Prediction Methods
Partial least squares regression (PLS) and Principal component regression (PCR) have been used in many disciplines such as chemometrics, econometrics, bioinformatics and machine learning, where wide predictor matrices, i.e. \(p\) (number or predictors) > \(n\) (number of observation) are common. These methods are popular in multivariate analysis, especially for exploratory studies and predictions. In recent years, a concept of envelope introduced by Cook, Li, and Chiaromonte (2007) based on the reduction in the regression model was implemented for the development of different estimators. This study compares these prediction methods based on their prediction performance on data simulated with different controlled properties.
- Principal Components Regression (PCR):
- Principal components are the linear combinations of predictor variables such that the transformation makes the new variables uncorrelated.
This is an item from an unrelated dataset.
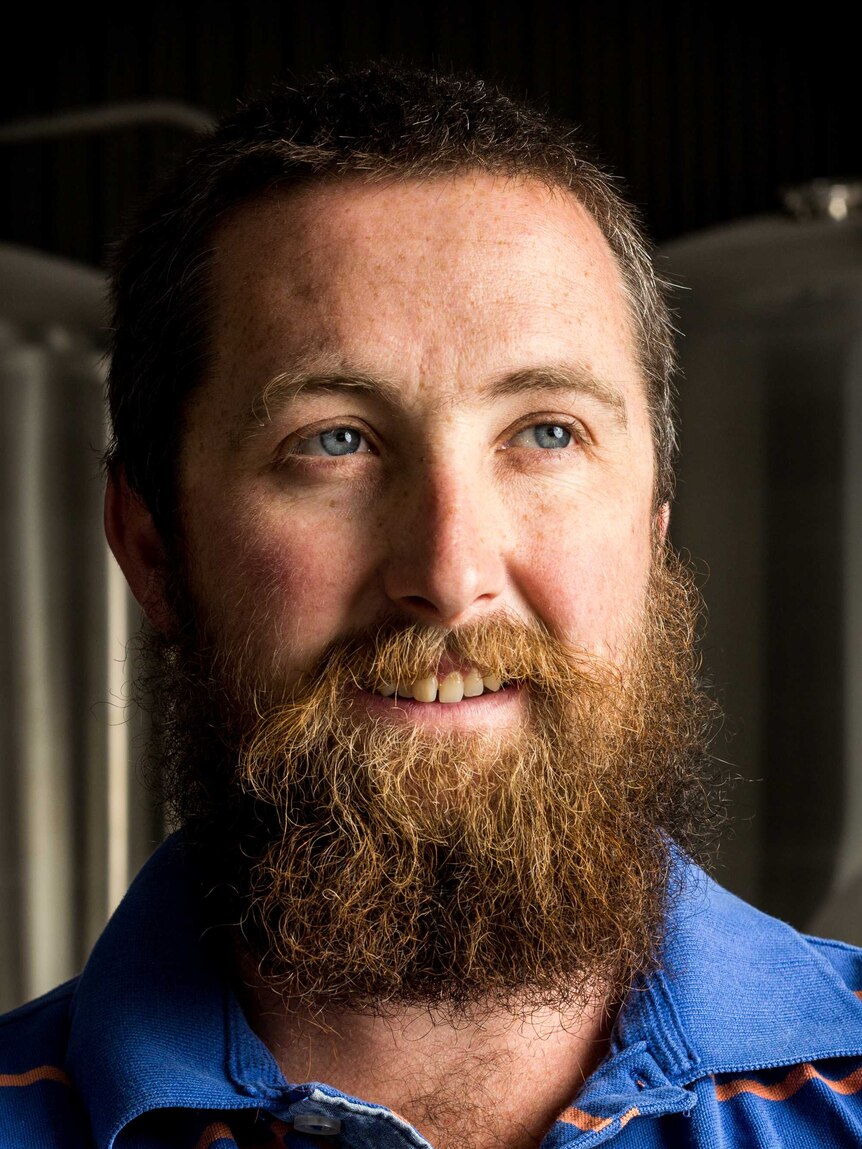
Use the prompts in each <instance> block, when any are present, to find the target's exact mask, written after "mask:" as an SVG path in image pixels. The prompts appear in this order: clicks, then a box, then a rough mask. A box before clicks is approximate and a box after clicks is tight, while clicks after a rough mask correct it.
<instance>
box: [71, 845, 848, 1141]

In addition, the variation of the original dataset captured by the new variables is sorted in descending order. In other words, each successive component captures maximum variation left by the preceding components in predictor variables (Jolliffe 2002). Principal components regression uses these principal components as a new predictor to explain the variation in the response.
- Partial Least Squares (PLS):
- Two variants of PLS: PLS1 and PLS2 are used for comparison. The first one considers individual response variables separately, i.e. each response is predicted with a single response model, while the latter considers all response variables together. In PLS regression, the components are determined so as to maximize a covariance between response and predictors (Jong 1993). Among other, there are three main PLS algorithms NIPALS, SIMPLS and Kernel Algorithm all of which removes the extracted information through deflation and makes the resulting new variables orthogonal. The algorithms differ in the deflation strategy and computation of various weight vectors (Alin 2009) and here we have used the kernel version of PLS. R-package
pls
(Mevik, Wehrens, and Liland 2018) is used for both PCR and PLS methods. - Envelopes:
- The envelope, introduced by Cook, Li, and Chiaromonte (2007), was first used to define response envelope (Cook, Li, and Chiaromonte 2010) as the smallest subspace in the response space and must be a reducing subspace of \(\Sigma_{y|x}\) such that the span of regression coefficients lies in that space. Since a multivariate linear regression model contains relevant (material) and irrelevant (immaterial) variation in both response and predictor, the relevant part provides information, while the irrelevant part increases the estimative variation. The concept of the envelope uses the relevant part for estimation while excluding the irrelevant part consequently increasing the efficiency of the model (Cook and Zhang 2016).
- The concept was later extended to the predictor space, where the predictor envelope was defined (Cook, Helland, and Su 2013). Further Cook and Zhang (2015) used envelopes for joint reduction of the responses and predictors and argued that this produced efficiency gains that were greater than those derived by using individual envelopes for either the responses or the predictors separately. All the variants of envelope estimations are based on maximum likelihood estimation. Here we have used predictor envelope (Xenv) and simultaneous envelope (Senv) for the comparison. R-package
Renvlp
(Lee and Su 2018) is used for both Xenv and Senv methods.
Modification in envelope estimation
Since envelope estimators (Xenv and Senv) are based on maximum likelihood estimation (MLE), it fails to estimate in the case of wide matrices, i.e. \(p > n\). To incorporate these methods in our comparison, we have used the principal components \((\mathbf{z})\) of the predictor variables \((\mathbf{x})\) as predictors, using the required number of components for capturing 97.5% of the variation in \(\mathbf{x}\) for the designs where \(p > n\). The new set of variables \(\mathbf{z}\) were used for envelope estimation. The regression coefficients \((\hat{\boldsymbol{\alpha}})\) corresponding to these new variables \(\mathbf{z}\) were transformed back to obtain coefficients for each predictor variable as, \[\hat{\boldsymbol{\beta}} = \mathbf{e}_k\hat{\boldsymbol{\alpha}_k}\] where \(\mathbf{e}_k\) is a matrix of eigenvectors with the first \(k\) number of components. Only simultaneous envelope allows to specify the dimension of response envelope and all the simulation is based on a single latent dimension of response, so it is fixed at two in the simulation study. In the case of Senv, when the envelope dimension for response is the same as the number of responses, it degenerates to the Xenv method and if the envelope dimension for the predictor is the same as the number of predictors, it degenerates to the standard multivariate linear regression (Lee and Su 2018).